The lesson taught by these ruins would fill volumes. Norrena's accurate historical knowledge and ever ready explanations, with the not less forcible comments of Oqua and others, covered every phase of this wonderful, speedy and peaceful evolution from the Era of Money Despotism to the Era of Man and Universal Freedom, Equality and Fraternity. No wonder, I thought, that these people had preserved the ruins of Kroy as a relic of their Dark Ages and a warning to humanity for all time to come. Here, human selfishness reigned supreme and the people of an entire continent had suffered in order to pour into this greedy maw the wealth which it had no power to consume.
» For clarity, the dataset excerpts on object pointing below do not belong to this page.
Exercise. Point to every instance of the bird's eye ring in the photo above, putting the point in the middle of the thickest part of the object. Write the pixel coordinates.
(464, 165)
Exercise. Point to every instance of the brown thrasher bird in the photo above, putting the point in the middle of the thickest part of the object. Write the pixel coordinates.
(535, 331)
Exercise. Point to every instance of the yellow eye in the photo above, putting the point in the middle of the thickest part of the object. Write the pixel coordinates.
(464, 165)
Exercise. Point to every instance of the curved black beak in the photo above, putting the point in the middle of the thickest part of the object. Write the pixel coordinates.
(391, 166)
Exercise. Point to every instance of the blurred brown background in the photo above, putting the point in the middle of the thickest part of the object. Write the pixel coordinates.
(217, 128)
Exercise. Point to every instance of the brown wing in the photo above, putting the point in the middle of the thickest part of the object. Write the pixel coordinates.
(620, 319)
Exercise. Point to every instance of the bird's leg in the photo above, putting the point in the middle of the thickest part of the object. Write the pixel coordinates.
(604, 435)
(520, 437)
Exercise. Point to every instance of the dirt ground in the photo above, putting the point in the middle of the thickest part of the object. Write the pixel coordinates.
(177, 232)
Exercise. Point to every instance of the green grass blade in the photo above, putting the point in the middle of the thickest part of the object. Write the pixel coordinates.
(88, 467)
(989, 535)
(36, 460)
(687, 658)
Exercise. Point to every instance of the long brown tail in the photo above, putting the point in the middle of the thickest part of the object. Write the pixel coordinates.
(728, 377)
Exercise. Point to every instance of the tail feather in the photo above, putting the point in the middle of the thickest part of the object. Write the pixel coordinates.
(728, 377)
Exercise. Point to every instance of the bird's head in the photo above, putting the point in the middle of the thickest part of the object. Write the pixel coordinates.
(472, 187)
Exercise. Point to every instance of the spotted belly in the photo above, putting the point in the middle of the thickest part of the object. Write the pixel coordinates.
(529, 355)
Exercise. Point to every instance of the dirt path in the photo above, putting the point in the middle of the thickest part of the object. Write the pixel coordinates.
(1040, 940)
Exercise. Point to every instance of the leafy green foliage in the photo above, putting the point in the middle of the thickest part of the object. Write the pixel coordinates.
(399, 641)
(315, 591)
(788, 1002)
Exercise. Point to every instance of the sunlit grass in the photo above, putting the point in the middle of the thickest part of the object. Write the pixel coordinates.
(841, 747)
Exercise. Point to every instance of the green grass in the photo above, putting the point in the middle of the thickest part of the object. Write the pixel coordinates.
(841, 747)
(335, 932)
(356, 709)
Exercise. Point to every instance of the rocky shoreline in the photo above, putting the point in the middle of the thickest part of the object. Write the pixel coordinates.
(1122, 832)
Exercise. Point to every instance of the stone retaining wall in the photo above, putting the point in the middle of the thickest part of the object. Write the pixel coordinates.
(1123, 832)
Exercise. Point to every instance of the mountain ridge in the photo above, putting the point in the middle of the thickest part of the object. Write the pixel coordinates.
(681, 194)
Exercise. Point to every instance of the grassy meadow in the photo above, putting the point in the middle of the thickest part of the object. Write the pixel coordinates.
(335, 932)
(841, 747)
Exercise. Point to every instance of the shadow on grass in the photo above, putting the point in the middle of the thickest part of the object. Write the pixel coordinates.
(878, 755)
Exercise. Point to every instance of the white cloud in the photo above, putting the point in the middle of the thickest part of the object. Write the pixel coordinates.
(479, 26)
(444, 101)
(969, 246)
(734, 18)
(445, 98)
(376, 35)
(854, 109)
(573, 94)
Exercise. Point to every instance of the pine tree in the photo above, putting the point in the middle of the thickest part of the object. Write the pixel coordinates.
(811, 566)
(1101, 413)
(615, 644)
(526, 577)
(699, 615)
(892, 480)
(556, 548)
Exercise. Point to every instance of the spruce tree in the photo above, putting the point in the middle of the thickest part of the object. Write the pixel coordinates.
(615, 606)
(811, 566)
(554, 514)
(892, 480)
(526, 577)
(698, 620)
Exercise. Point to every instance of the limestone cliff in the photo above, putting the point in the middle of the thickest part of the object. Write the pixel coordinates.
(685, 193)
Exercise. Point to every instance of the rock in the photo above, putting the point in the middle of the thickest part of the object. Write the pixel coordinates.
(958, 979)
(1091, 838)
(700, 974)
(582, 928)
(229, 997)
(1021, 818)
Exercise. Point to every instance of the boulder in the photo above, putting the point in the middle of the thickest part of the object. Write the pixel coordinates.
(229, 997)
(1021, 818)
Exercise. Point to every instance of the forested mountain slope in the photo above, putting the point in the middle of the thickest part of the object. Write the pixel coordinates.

And now, this once great center of wealth, pride and fashion, was a solitude. Its aristocratic "four hundred" had actually been starved out by the refusal of the "clodhoppers," "greasy mechanics" and "mudsills," whom they had held in such contempt, to feed and clothe them any longer. Surely this was an object lesson well worthy of the care that had been taken to preserve it from the refining and civilizing hand of labor. Time was slowly obliterating these foot prints of a tyranny from which the people had been emancipated for ages, but it was still important that it should not be entirely forgotten, and there could be no better reminder of the evil that had impoverished and degraded the millions, as well as of the means by which it had been removed, than these ruins and the abandoned heaps of useless gold.